2021年10月11日
渡切交際費って知ってますか
法人の税務では、交際費については厳しい取り扱いになることはご存じでしょうか。
会計では経費になるものでも、税金計算上は損金にならないもの、その一つが交際費です。
損金にならないとは、経費として支払ったのに、税金がかかってしまう、ということです。
それはもったいないですよね。
今回は交際にの中で「渡切交際費」と言われるものを取り上げます。
皆さんはご存じでしたか?
渡切交際費とは
渡切交際費という言葉を聞いたことがありますか?
渡切交際費は「交際費」となっているものの、交際費ではありません!
渡切交際費とは、役員だけでなく従業員に、
接待費や交際費、旅費などの名目で支給したものでも、
その使い道の精算を行っていないため、法人の業務に使用したと証明できないものです。
通常は領収書などで精算されますが、それを怠ると渡切交際費となってしまいます。
その場合は、渡した役員または従業員への「給与」として源泉所得税が課税されます。
渡切交際費を役員に毎月支給したら
実務でよくあるパターンとして、非常勤の役員さんに、渡切交際費が毎月定額で支給されているケースです。

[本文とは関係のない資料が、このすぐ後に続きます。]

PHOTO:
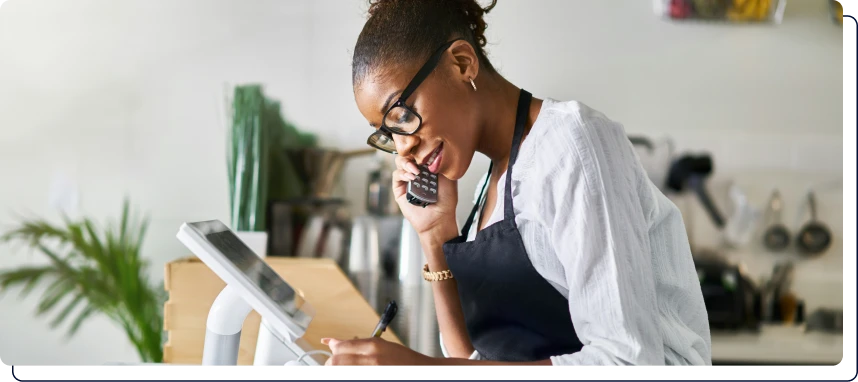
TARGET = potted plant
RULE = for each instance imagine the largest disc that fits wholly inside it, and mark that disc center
(92, 271)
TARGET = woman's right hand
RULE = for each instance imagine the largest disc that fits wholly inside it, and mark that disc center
(436, 223)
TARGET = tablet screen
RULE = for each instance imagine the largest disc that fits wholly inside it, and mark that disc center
(254, 269)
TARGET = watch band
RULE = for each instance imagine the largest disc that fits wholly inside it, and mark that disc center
(436, 276)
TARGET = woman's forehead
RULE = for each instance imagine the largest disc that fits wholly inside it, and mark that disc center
(376, 92)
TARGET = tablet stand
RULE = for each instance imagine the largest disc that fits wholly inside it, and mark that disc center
(223, 328)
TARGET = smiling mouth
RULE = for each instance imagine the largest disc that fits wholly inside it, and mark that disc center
(432, 156)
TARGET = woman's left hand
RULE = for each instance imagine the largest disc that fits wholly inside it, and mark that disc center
(374, 352)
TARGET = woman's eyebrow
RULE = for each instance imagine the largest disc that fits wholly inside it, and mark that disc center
(387, 101)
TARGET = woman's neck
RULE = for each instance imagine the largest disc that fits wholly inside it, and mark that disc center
(498, 105)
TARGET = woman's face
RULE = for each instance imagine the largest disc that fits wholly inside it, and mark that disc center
(449, 129)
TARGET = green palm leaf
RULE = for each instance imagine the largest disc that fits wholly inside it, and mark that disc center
(92, 271)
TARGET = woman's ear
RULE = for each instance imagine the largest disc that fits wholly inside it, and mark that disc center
(465, 60)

これは経済的利益とみなされ、定期の役員報酬として取り扱われます。
交際費として認められないので、役員に支払った場合、過大役員賞与と認定される可能性が高いです。
役員賞与は損金不算入となりますので、通常の法人税がかかり、
さらに本人に源泉課税が行われ、法人・個人ダブルで課税されることになります。
予め役員報酬として経理しておくことが大切です。
渡切交際費は、もらう側からすれば、事業の経費として使うのに、
自己の給与として自分自身に税金がかかるわけです。
何にもトクなことはありません。
それでも、法人が渡切交際費を支給するというのは、よほどの事由があると思われます。
裏を返せば、それなりの理由があるため、税務署としては、調査で突っ込みたくわけですね。
使途秘匿金と判定されると
税務署が突っ込みたくなるのは、それなりの理由がある、
つまりその支出が使途秘匿金(しとひとくきん)になる可能性があるからです。
使途秘匿金とは、
法人が支出した金銭で、
相当の理由が無く、
その相手方の氏名や住所が、帳簿書類に記録されていない
ものです。
社長や他の役員に仮払金などで出金し、
そこから氏名を秘匿したい人間にお金を還流させるなど、悪質なケースもあるようです。
使途秘匿金となれば、支出額の追加課税で40%の税金が課されます。
また支出の内容が贈与であれば、相手方に税率が高い贈与税がかかります。
取引の仮想隠蔽と判断されれば、重加算税が課され、永久に税務署のブラックリストから外れることがありません。
うっかり渡切交際費をしないように。
やけどしますよ!
そういうことがないように、普段から信頼のおける税理士に相談しておきましょうね。